О том, что дело подчас не в силе индивидуального таланта, а именно в общем подымающем уровне, когда умение как бы у всех в крови и гармонический идеал способен окрылить даже заурядное дарование, — об этом говорит многое. Двадцатилетний Андрей Подолинский (1806–1886) восхитит публику поэмой «Див и Пери», переложением «Лаллы Рук» того же Томаса Мура, девятнадцатилетний Петр Ершов (1815–1869) и вовсе создаст бессмертного «Конька-Горбунка» — а что будет дальше? Подолинский за последующие шесть десятилетий жизни не напишет решительно ничего путного, будет жалко эпигонствовать, затем вовсе уйдет из литературы; все остальное, сочиненное Ершовым, окажется так слабо, так неумело, что Белинский из презрения к этой рифмованной чепухе и «Горбунка» по известному своему размаху спишет в словесный хлам, отказав ему в каких бы то ни было достоинствах.

Что ж! Все же душе обоих хватило сил на кратковременный взлет, ибо существовала мощная поддержка: у Подо-линского «пушкинианская» поэтика, у Ершова — даже непосредственный образец, сами пушкинские сказки, но благодатная ситуация двусмысленна. Мощное обаяние главенствующей нравственно-поэтической системы привлекает к себе и, привлекши, не торопится отпустить на волю, что далеко не всегда на пользу таланту в его развитии.
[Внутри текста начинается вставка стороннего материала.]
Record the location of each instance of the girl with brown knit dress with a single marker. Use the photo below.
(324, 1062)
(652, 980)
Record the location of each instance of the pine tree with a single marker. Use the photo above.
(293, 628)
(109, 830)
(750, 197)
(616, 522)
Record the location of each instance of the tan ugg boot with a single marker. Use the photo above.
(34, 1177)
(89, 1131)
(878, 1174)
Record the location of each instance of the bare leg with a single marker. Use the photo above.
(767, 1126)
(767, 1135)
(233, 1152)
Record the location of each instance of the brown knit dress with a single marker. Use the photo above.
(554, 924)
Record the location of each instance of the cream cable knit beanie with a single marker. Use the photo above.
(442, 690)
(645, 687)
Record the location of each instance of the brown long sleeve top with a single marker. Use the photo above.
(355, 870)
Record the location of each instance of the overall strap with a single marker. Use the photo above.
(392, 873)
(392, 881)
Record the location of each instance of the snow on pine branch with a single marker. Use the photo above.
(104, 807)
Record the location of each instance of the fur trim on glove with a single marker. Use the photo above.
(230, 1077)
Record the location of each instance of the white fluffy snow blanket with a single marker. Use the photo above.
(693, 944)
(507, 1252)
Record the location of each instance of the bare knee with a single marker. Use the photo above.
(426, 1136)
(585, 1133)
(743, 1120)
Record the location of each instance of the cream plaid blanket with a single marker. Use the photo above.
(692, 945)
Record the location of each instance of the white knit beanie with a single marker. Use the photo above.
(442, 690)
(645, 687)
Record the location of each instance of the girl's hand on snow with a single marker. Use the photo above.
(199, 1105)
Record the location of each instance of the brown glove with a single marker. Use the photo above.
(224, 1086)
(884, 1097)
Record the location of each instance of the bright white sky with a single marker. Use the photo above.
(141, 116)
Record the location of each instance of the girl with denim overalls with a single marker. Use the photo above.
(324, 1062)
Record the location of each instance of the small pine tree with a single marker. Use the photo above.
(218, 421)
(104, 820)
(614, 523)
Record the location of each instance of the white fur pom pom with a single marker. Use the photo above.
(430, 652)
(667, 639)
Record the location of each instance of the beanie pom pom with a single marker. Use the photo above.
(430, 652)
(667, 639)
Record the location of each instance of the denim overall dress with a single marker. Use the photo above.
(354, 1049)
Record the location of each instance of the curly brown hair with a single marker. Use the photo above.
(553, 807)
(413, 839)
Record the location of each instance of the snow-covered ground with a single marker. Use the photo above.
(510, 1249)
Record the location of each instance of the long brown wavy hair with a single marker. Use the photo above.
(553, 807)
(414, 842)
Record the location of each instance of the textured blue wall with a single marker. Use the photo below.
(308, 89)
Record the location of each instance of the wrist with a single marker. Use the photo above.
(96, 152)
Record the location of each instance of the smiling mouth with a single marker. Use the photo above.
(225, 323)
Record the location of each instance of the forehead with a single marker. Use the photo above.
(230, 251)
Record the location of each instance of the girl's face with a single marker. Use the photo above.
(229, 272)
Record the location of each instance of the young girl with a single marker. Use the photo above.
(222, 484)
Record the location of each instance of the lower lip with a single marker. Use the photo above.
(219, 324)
Грубая, зато понятная аналогия: так авторитарная рука может вывести слабого мыслью на дорогу, подтолкнуть в точно выбранном направлении, но вести по ней вечно — разве это не значит превратить первую помощь в принуждение, лишить личной свободы, обуздать индивидуальность?

Это одна из проблем, одна из драматических коллизий «пушкинского периода» — даже могучему Баратынскому, не говоря о Дельвиге с Вяземским, придется с мучительными усилиями сбрасывать чары прельстительной пушкинской легкости, отстаивая «необщее выраженье» своей трагически бледноликой Музы.

Да, огромность фигуры Пушкина, ее вдохновляющее, но и подавляющее присутствие сознавалось всеми, вероятно, особенно теми, кто этот, почти визуальный, факт с раздражением отрицал, кто радовался, что хваленый пиит — исписался! «И Пушкин стал нам скучен, и Пушкин надоел, и ела его незвучен, и гений охладел». Заметим: все же — «и Пушкин», даже Пушкин… В общем, все это создавало ситуацию как центростремительности, так и центробежности, — что до последней, то она становилась тем более неминучей, чем явственнее сам Пушкин осознавал себя, свою сущность, свое предназначение.

И — свое понимание свободы. К нему он прошел путь от заурядного тираноборчества (общепринятого не только в узком кружке революционеров-декабристов, но и в кругах несравненно широких, где быть вольнодумцем почиталось обязанностью порядочного человека) до строк, которые, без сомнения, возмутили бы его друга-врага, мученически погибшего Рылеева. Эти строки — его знаменитое: «Иные, лучшие мне дороги права; иная, лучшая потребна мне свобода: зависеть от царя, зависеть от народа — не все ли нам равно… Себе лишь самому служить и угождать… Вот счастье! вот права!»